Assume that $A,B \in M_n(\mathbb{R})$ and there is an invertible matrix $P \in M_n(\mathbb{C})$ that $PAP^{-1}=B$. Prove that there is an invertible matrix $Q\in M_n(\mathbb{R})$ that $QAQ^{-1}=B$
(By the symbol $M_n(F)$, we mean all $n\times n $ matrices over the field $F$.)
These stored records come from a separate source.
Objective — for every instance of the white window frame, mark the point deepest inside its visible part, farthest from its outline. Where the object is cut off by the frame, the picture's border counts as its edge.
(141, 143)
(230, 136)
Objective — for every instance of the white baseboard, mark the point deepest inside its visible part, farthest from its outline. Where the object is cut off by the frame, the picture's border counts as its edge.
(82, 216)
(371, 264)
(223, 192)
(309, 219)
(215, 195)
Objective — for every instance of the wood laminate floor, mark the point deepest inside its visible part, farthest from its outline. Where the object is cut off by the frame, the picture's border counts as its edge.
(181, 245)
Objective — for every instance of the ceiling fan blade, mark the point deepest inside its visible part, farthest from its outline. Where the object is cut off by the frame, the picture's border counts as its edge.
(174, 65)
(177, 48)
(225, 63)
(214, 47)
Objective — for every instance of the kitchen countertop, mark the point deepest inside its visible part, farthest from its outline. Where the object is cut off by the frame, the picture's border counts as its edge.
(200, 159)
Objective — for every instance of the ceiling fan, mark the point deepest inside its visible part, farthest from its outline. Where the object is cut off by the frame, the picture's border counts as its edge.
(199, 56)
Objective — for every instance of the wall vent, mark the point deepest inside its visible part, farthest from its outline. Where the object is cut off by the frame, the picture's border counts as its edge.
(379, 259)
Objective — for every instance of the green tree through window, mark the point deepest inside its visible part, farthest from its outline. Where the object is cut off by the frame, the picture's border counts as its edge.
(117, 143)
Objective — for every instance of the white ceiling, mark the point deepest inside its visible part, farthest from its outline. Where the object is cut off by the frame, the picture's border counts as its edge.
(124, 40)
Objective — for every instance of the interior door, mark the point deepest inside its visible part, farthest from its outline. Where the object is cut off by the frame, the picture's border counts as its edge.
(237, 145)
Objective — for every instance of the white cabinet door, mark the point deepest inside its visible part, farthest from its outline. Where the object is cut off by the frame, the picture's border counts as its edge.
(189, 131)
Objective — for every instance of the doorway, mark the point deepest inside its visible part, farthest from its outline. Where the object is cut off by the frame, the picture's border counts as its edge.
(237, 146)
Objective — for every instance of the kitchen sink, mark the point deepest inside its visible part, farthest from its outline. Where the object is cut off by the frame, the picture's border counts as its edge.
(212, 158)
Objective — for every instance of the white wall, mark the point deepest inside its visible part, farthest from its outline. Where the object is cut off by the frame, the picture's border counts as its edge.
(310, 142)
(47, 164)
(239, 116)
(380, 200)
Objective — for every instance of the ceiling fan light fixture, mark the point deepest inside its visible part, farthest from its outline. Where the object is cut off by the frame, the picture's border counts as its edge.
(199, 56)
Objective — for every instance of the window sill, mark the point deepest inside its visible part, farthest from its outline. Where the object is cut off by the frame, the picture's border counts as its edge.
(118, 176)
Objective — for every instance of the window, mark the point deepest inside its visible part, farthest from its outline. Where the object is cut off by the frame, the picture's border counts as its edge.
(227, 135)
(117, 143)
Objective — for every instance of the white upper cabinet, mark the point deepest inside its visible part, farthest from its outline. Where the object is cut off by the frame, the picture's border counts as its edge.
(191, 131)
Please note the change in field from $\mathbb{C}$ to $\mathbb{R}$
I'm not sure but I think my solution is correct. Generalized statement: $L/K$ - fields extension, $A,B\in M_{n}(K)$, $A\sim B$ over $L$. We need to prove, that $A\sim B$ over K. $$A\sim B \;\text over \;L \:\Longleftrightarrow\:\left(A-\lambda E\right)\approx\left(B-\lambda E\right) (\approx\text - matrix\; equivalence)\; \text over\; L[\lambda]$$ $$\left(A-\lambda E\right)\approx diag(A-\lambda E)\;\; \text and \;\left(B-\lambda E\right)\approx diag(B-\lambda E)$$ over $K[\lambda]$, $$diag(A-\lambda E)\approx diag(B-\lambda E)$$ over $L[\lambda]$ and $$diag(A-\lambda E)\sim diag(B-\lambda E)$$ over $K$ (permutation of diagonal elements), that means $$diag(A-\lambda E)\approx diag(B-\lambda E)$$ over $K[\lambda]$, that means $$\left(A-\lambda E\right)\approx\left(B-\lambda E\right)$$ over $K[\lambda]$ and $A\sim B$ over $K$.